[vogelfänger]

In my last homework there was a question asking to compare the d-d transition energy between metals in the same group - e.g., which has smaller d-d split, [Pd(NH3)4]2+ or [Pt(NH3)4]2+.

Since the nuclear charge and ligand field strength are the same in both cases, I rationalised that the larger ion (Pt) would have a smaller split because its d-orbitals are too large to overlap effectively with the small Ligand orbitals. But the answer keys shows Pd as a weaker splitter. Could anyone explain why that is? Is it still due to size or some other property?

[jdy07]

Actually, the larger polarization of the Pt²⁺ allows for better overlap with the ligand orbitals. This stabilizes (lowers the energy) the M-L bonding orbital, thereby, increasing the d-d transition energy.

[vogelfänger]

Thank you for your reply. Can you explain what you mean by polarisation in this context?

[Schrödinger]

According to wiki, the Pt is smaller than Pd (and I believe the same holds with Pt²⁺ and Pd²⁺ as well). Hence, the charge density on Pt²⁺ is greater than that on Pd²⁺. This means that the Pt²⁺cation is more polarized than Pd²⁺. That is, more charge sitting on a smaller sphere. Hence, it has greater ability to overlap with the ligand orbitals. (Fajan's rule that connects covalency/ability to overlap and polarization of the ion)

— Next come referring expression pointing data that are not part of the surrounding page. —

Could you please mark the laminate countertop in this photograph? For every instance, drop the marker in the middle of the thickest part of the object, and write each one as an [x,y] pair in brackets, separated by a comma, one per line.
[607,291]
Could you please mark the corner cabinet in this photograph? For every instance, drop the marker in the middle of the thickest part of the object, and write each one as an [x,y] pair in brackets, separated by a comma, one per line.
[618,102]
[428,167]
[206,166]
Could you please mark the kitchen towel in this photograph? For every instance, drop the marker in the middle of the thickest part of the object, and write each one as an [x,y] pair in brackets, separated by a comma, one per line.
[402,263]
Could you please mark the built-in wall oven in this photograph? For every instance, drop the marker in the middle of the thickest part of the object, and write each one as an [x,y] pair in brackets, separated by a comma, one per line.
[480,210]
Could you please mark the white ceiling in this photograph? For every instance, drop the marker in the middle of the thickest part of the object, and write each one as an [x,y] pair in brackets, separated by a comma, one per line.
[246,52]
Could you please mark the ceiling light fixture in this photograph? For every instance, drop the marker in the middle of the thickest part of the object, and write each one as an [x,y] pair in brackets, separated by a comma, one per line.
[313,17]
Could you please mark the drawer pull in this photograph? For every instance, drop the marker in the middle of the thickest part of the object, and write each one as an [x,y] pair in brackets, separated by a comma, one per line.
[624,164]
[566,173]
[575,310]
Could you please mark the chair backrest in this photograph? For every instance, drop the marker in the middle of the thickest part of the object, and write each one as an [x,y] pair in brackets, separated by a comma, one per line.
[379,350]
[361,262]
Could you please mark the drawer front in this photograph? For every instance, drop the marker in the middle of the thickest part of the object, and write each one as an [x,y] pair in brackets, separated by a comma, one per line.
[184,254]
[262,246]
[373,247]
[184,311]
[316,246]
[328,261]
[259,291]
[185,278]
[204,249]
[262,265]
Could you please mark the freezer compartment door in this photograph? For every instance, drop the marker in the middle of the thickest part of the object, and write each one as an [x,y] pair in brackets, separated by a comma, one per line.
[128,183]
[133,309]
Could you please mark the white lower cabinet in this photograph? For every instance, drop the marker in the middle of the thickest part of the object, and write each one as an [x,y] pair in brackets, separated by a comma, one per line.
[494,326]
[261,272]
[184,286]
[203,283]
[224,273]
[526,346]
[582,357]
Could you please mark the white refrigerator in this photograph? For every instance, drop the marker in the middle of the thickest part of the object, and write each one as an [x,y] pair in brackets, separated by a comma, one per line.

I hope my reason is justified. Please correct me if I am wrong.

[jdy07]

Sorry about the late reply, I haven't been on the site for a couple of weeks. Polarizability is basically how diffuse the valence electrons are. A way to visualize this is that the d-orbitals are "larger" and therefore can overlap better with the ligand orbitals. The valence electrons are more diffuse in Pt(II) vs. Pd(II) because there is a whole entire extra shell of electrons between Pd and Pt (row 5 vs. row 6). This means the valence electrons in Pt(II) are more shielded from the positively charged nucleus, and therefore, the d-orbitals are more diffuse. Let me know if you need further clarification.